Rybak reaffirmed his support for the LRT project, but said locating the LRT, freight and recreational trails next to each other at ground level in Kenilworth is “extremely problematic. I don’t see how that’s practical.”

He hasn’t ruled out supporting a shallow tunnel for the LRT. “It will be tough enough to find a solution without people drawing lines in the sand,” he said.

McLaughlin, who chairs the CTIB, said the Met Council needs to negotiate with the Twin Cities and Western Railroad to see if there are less expensive ways to reroute the freight in St. Louis Park or elsewhere. Railroad cooperation is desired because the federal government protects rail commerce.

The Met Council is having continuing discussions with the railroad and is reviewing documents “to see if there are any old proposals that were not fully vetted,” spokeswoman Meredith Salsbery said Wednesday.

“We are doing our due diligence to ensure no stone is left unturned,” she said. “We continue to believe that one of the eight options proposed by council staff will ultimately be the right option to resolve this issue, but if we uncover something promising … we will explore it fully.”

The agency earlier planned to recommend an option on Aug. 28, but has postponed a decision until late September to answer questions from affected cities and the CTIB.

“You have to make some hard decisions, and we’re getting to that point,” McLaughlin told other CTIB members Wednesday. “We have to vote, because we’ve got to provide 30 percent of the funding for this … the biggest funder short of the federal government.”

Hennepin County is kicking in 10 percent, as is the state.

Fear of fallout

Some CTIB members worry that the high cost of Southwest will jeopardize other transit projects, such as the Bottineau light-rail line planned for Minneapolis and some northern suburbs.

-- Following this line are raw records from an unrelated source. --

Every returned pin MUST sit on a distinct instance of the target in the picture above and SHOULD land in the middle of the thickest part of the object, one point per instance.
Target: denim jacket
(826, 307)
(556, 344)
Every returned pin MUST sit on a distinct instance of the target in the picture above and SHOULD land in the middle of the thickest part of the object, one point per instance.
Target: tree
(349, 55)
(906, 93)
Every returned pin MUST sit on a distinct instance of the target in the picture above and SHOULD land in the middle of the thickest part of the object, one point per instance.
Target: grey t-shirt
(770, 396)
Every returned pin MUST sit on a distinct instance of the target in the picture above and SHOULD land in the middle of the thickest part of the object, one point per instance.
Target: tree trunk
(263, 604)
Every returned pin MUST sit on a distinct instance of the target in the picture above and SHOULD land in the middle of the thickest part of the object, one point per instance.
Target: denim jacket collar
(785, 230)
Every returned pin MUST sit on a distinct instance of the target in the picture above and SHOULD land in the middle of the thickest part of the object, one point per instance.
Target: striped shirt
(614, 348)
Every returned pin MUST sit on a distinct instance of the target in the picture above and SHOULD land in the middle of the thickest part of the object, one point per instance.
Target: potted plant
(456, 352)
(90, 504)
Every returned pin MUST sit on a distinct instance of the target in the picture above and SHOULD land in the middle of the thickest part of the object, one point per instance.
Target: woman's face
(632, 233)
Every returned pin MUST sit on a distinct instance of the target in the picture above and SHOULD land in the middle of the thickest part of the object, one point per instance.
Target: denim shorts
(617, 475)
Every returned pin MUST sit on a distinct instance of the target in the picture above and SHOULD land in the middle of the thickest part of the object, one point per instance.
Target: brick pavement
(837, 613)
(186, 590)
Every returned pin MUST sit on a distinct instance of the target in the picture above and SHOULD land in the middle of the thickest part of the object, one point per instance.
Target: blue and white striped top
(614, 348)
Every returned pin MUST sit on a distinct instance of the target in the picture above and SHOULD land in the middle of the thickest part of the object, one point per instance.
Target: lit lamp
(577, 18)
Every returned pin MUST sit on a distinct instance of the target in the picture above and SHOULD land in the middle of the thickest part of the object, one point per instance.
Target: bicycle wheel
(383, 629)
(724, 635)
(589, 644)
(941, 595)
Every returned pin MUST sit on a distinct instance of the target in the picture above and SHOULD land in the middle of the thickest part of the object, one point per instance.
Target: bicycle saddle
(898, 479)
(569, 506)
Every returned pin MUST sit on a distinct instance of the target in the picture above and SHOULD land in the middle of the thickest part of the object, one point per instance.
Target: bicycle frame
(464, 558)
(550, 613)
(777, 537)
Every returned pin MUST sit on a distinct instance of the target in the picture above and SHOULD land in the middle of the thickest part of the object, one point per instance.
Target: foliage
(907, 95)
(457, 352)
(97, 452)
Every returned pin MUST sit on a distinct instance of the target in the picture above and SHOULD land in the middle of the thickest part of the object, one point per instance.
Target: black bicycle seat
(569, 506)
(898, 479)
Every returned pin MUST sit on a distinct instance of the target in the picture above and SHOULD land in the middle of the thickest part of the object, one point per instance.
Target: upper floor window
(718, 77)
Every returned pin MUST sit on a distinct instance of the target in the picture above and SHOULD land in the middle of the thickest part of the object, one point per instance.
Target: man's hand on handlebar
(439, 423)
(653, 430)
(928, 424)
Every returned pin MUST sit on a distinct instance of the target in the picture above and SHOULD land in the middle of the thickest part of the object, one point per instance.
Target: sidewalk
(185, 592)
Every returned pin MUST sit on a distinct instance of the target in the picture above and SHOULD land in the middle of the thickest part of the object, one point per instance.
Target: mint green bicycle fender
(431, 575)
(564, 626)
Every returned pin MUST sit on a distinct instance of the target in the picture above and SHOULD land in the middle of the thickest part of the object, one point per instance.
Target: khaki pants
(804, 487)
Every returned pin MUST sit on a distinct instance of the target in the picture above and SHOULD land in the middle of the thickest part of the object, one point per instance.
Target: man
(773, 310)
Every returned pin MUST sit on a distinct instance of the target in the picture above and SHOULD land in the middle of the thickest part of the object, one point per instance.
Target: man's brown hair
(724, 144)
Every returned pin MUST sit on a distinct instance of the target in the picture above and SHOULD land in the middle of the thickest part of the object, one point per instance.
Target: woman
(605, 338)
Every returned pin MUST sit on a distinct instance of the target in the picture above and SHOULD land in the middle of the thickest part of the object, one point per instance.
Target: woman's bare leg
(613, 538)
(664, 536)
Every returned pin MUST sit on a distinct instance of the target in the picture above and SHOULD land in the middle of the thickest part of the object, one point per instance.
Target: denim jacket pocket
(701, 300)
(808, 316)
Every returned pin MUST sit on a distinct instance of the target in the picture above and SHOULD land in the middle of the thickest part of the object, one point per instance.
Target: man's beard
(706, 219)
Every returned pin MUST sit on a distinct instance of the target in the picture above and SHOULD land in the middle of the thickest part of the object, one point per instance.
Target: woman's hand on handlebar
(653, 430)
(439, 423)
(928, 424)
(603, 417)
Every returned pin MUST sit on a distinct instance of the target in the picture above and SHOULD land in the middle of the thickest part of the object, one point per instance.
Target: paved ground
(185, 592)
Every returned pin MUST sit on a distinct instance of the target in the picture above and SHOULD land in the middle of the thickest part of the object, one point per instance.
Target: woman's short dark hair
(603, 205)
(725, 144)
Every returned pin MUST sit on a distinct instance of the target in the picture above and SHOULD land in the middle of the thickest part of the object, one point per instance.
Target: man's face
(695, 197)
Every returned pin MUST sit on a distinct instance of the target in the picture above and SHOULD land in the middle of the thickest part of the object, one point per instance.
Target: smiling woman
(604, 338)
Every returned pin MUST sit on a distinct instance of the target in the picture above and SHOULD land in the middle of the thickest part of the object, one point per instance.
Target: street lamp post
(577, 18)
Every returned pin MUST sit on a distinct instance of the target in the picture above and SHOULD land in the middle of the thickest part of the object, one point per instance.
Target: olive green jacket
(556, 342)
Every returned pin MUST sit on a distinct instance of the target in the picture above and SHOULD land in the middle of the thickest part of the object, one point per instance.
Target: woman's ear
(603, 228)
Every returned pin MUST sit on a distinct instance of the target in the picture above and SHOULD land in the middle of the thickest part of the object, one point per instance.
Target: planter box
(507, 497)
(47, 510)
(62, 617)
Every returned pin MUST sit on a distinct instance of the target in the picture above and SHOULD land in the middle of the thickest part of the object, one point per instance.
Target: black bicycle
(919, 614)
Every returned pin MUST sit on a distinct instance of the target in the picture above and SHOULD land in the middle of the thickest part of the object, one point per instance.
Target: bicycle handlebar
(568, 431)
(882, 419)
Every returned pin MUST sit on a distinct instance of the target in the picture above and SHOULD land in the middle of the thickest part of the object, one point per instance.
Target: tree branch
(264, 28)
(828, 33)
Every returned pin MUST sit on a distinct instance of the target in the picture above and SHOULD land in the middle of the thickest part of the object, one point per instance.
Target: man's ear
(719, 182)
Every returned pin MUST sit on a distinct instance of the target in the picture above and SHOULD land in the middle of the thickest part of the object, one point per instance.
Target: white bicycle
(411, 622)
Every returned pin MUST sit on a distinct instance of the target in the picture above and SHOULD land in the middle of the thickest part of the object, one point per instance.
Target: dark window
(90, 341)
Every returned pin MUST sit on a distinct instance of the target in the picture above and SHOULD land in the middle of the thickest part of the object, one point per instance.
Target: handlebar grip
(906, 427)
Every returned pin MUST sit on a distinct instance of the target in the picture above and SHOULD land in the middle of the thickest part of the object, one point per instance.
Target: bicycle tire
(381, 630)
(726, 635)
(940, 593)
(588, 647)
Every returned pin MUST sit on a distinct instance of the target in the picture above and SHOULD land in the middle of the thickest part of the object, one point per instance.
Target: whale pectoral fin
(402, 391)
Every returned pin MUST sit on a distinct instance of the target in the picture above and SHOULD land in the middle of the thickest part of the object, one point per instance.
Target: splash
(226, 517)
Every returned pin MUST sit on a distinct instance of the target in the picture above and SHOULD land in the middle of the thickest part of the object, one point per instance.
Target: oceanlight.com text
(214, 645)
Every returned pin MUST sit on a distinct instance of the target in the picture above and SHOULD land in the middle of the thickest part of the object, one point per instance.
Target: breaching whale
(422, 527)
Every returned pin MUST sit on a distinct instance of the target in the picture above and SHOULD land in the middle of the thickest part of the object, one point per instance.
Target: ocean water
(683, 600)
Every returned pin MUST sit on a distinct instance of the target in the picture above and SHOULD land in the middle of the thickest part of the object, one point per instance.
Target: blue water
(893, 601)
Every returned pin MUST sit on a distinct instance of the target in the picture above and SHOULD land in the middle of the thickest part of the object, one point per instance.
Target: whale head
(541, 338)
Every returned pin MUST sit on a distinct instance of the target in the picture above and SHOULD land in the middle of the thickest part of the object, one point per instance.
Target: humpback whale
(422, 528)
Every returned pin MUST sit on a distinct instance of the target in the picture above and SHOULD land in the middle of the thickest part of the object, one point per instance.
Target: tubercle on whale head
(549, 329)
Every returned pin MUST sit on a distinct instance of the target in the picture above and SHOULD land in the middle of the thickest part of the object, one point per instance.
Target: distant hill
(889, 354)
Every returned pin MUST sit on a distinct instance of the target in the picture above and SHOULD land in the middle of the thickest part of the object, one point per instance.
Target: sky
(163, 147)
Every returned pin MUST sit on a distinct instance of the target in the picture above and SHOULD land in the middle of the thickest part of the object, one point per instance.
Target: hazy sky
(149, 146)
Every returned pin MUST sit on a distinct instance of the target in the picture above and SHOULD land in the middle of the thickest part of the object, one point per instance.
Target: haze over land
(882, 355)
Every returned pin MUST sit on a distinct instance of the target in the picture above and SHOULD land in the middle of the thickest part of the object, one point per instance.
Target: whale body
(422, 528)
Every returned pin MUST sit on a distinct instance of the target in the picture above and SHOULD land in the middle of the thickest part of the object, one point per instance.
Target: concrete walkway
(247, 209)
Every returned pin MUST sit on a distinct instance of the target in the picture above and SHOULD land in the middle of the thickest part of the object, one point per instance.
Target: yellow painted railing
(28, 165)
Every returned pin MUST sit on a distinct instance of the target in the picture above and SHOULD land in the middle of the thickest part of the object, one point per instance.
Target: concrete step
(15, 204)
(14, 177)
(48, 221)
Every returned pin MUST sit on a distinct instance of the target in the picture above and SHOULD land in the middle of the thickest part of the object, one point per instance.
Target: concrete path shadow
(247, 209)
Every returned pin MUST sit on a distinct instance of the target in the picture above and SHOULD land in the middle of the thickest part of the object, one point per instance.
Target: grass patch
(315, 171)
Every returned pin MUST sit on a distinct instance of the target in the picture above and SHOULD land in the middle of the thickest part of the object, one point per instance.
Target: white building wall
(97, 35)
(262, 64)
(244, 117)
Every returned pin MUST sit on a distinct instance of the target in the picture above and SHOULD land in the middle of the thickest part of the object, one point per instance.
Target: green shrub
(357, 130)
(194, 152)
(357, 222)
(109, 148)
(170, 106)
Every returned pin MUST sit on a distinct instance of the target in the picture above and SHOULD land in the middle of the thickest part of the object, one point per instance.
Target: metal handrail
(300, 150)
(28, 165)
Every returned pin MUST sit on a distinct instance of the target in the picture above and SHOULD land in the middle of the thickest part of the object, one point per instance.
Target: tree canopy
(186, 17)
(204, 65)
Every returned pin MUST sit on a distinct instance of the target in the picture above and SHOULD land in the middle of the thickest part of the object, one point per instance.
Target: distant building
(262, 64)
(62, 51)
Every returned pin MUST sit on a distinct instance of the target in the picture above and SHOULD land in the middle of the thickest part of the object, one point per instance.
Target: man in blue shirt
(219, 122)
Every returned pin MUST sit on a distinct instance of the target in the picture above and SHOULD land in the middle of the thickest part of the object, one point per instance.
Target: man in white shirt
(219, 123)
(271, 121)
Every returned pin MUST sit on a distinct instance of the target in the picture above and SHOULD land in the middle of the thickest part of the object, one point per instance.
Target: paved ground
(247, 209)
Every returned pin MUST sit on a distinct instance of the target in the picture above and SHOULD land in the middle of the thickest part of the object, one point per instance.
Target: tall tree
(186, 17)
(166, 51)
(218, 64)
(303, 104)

“I’d sure hate to blow all the money on this and then have a deficit for Bottineau,” said Matt Look, an Anoka County commissioner.

They also worry that rising costs of Southwest could hurt chances of raising more revenue for transit. The CTIB is funded by a quarter-cent sales tax in the five-county metro area, and members have tried to get the Legislature to increase the tax.

“If we don’t spend the money we have appropriately … we’ll never get passed another quarter-cent or a half-cent,” said Nancy Schouweiler, a Dakota County commissioner. “People just won’t swallow that.”